Cope With Anxiety in ADHD: Naturally & Pharmacologically


Our world can be a very stressful place. Kids are hardly immune to worrying. In fact, it is arguable that they worry now more than ever before because of all the violence in schools, natural disasters and pollution problems. So, it’s not surprising to learn that recent studies conducted by the Centers for Disease Control and Prevention (CDC) estimate that 30% of teens and children with ADHD experience anxiety disorders of some sort. These are often exacerbated by their youthful impulsivity, fidgeting and forgetfulness. Also, constant reminders (or reprimands) to sit still, stop talking, or do their work can raise stress levels – and lower self-esteem.

But let me get personal for a moment. Moreover, my grandson worries about asking girls out on dates, getting parts in his school plays, and (continuously) how to make friends. Over and above all this is the ADHD. The fact is that many times he can’t find his work to turn in; and it’s hard for him in general to stay on track and finish the work. All that is a recipe for an anxiety disaster – or a bona fide panic attack – for teens as well as for younger children.

Disclaimer

It’s important to note that I am not a counselor or psychologist. I cannot diagnose or treat any mental-health condition. The recommendations and other information in the post are merely offered as-is as research leads. If you suspect that you or a loved one is suffering from an anxiety disorder, then you should seek professional assistance.

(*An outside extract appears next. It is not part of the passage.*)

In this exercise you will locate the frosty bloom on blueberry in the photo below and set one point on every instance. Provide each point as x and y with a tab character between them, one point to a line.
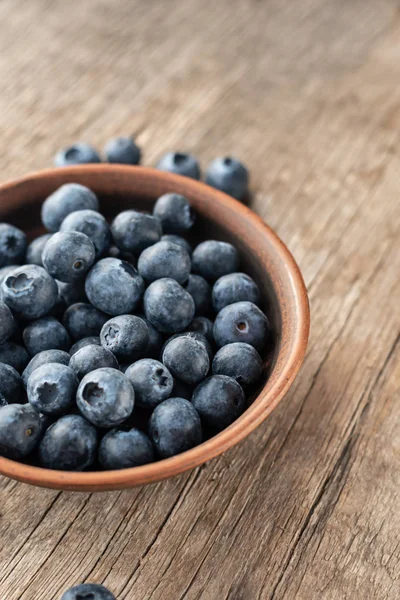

Background: What is ‘anxiety’?[1]

From the standpoint of psychology, “anxiety” denotes often overwhelming feeling of nervousness or worry about life’s problems. One could argue that anxiety just is the way that humans naturally respond to stressful situations.

For example, the first day of school (or, for that matter, a job interview) can produce actual fear in us and make us feel uneasy or anxious. Truly, these feelings are a normal part of everyday life. However, if the fearful feeling is with you all the time and is interfering with your life, it can be serious. This is what doctors call an anxiety disorder.

Symptoms to Watch for

  • “Fidgety” behaviors such as finger tapping or hair twirling.
  • Withdrawal from friends and other social activities that they enjoy.
  • Sleep disturbances.
  • Especially argumentative behavior – more than seems normal for your teen.
  • Increased irritability and other emotional changes.
  • Physical changes – complaining of stomach problems or headaches (particularly when these are nonspecific or diagnostically idiopathic).
  • Panic attacks. (This one is pretty much a dead giveaway.)

Could It Just Be ADHD?

It can sometimes be hard to tell the difference between ADHD and a bona fide Anxiety Disorder because they have a lot of commonalities.[2]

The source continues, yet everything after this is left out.